For larger data sets, a mainframe or minicomputer is required.
To
change the dimensions, simply change the values of the dimension
parameters (shown in parentheses in the above paragraph) in the file
FREQPARM.FOR and recompile. (Note that in Fortran implementations that
do not provide an 'INCLUDE' statement, this file will have to be copied
into the source code at the appropriate locations.)
VII. References
Patton, J.C., and J.C. Avise. 1983. An empirical evaluation of
qualitative Hennigian analyses of protein electrophoretic data.

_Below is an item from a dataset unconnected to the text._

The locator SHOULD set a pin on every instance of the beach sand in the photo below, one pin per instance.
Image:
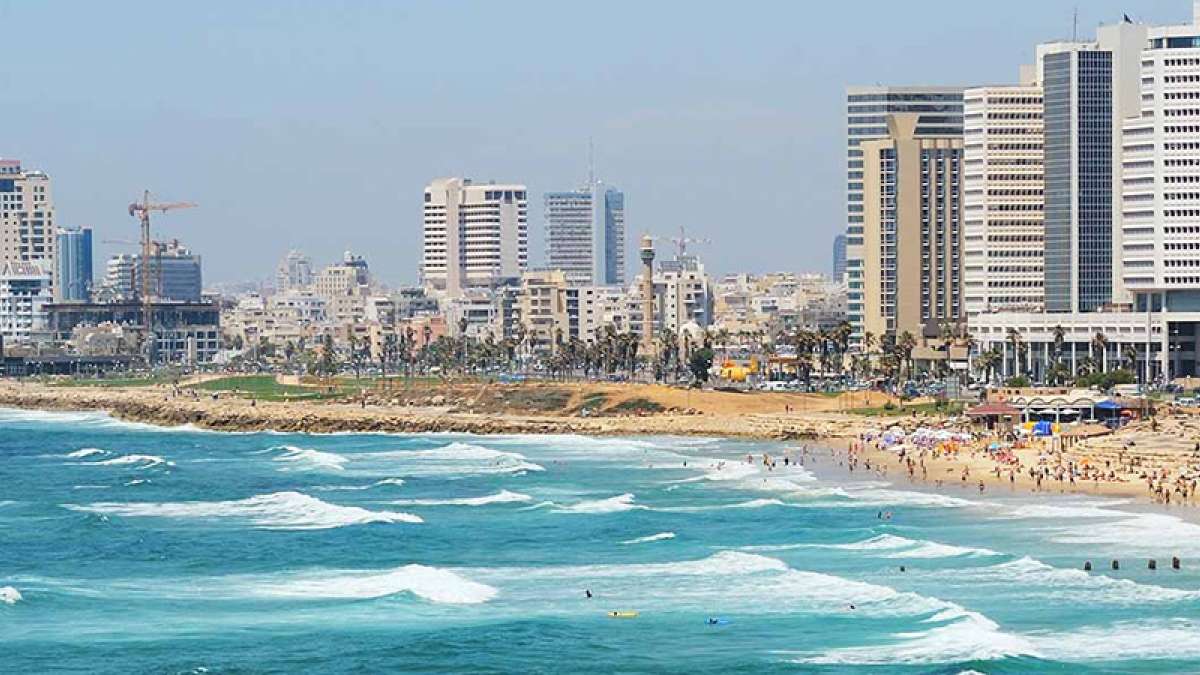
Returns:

J. Mol. Evol., 19: 244-254.
Swofford, D.L. 1985. PAUP: Phylogenetic analysis using parsimony.
User's manual. Illinois Natural History Survey, Champaign,
Illinois.
Swofford, D.L. and S.H. Berlocher. 1987. Inferring evolutionary
trees from gene frequency data under the principle of maximum
parsimony. Syst. Zool. 36: 293-325.
Swofford, D.L., Selander, R.B. 1981. BIOSYS-1: A FORTRAN program for
the comprehensive analysis of electrophoretic data in population
genetics and systematics. J. Hered. 72: 281-83.